Information Commissioner John Edwards

The ICO mentioned the Home Office didn’t sufficiently think about how one can mitigate towards these dangers, for instance by offering clear details about why folks’s location information was being collected and the way it could be used.

The regulator added that all through its enquiries, the Home Office had additionally been unable to adequately clarify why it was vital or proportionate to entry the info it collected.

Information Commissioner John Edwards mentioned: “Having access to a person’s 24/7 movements is highly intrusive, as it is likely to reveal a lot of information about them, including the potential to infer sensitive information such as their religion, sexuality, or health status.

“Lack of clarity on how this information will be used can also inadvertently inhibit people’s movements and freedom to take part in day-to-day activities.

“If such information were to be mishandled or misinterpreted, it could potentially have harmful consequences to people and their future.

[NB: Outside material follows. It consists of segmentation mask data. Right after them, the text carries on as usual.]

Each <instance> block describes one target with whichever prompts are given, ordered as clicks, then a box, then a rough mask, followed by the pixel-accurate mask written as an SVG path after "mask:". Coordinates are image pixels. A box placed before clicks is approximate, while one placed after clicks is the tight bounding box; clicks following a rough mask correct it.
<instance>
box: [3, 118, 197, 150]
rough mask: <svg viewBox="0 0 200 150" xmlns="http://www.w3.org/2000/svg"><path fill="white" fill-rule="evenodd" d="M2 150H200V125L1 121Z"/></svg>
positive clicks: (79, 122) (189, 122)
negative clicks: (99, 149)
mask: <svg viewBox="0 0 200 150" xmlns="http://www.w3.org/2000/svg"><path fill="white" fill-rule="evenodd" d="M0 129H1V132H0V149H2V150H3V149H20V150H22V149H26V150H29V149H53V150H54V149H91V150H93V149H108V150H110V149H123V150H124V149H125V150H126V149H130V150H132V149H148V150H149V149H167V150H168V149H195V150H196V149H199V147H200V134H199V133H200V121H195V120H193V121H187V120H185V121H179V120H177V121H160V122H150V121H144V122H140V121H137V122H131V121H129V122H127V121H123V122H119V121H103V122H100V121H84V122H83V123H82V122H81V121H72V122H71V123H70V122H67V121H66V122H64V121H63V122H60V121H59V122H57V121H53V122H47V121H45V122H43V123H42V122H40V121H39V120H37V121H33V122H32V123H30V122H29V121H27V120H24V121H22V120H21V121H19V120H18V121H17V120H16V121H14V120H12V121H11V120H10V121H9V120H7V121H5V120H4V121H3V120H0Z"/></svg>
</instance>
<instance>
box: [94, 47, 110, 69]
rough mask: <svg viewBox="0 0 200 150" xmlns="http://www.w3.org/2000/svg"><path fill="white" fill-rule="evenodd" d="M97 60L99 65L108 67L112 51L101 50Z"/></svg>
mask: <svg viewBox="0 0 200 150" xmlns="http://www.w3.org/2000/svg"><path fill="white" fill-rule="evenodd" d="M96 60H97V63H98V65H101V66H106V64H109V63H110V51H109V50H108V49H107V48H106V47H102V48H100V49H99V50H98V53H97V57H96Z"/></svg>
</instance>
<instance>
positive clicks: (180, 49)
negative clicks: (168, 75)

“The Home Office did not assess those risks sufficiently, which means the pilot scheme was not legally compliant.

“We recognise the Home Office’s crucial work to keep the UK safe, and it’s for them to decide on what measures are necessary to do so.

“But I’m sending a clear warning to the Home Office that they cannot take the same approach in the future. It is our duty to uphold people’s information rights, regardless of their circumstances.”

In response, a Home Office spokesperson mentioned: “We are disappointed that the ICO has issued this notice and whilst acknowledging improvements to documentation could be made, we reject the claim that the privacy risks of the scheme weren’t sufficiently addressed.

“The pilot was designed to help us maintain contact with selected asylum claimants, deter absconding and progress asylum claims more effectively.

“We will now carefully consider the ICO’s findings and respond in due course.”

Under the enforcement discover issued, the Home Office has been ordered to replace its inside insurance policies, entry steering and privateness data in relation to information it retained from the pilot scheme.

The formal warning issued alongside the discover states that any future information processing on the identical foundation by the Home Office would breach information safety regulation and would see the ICO take enforcement motion.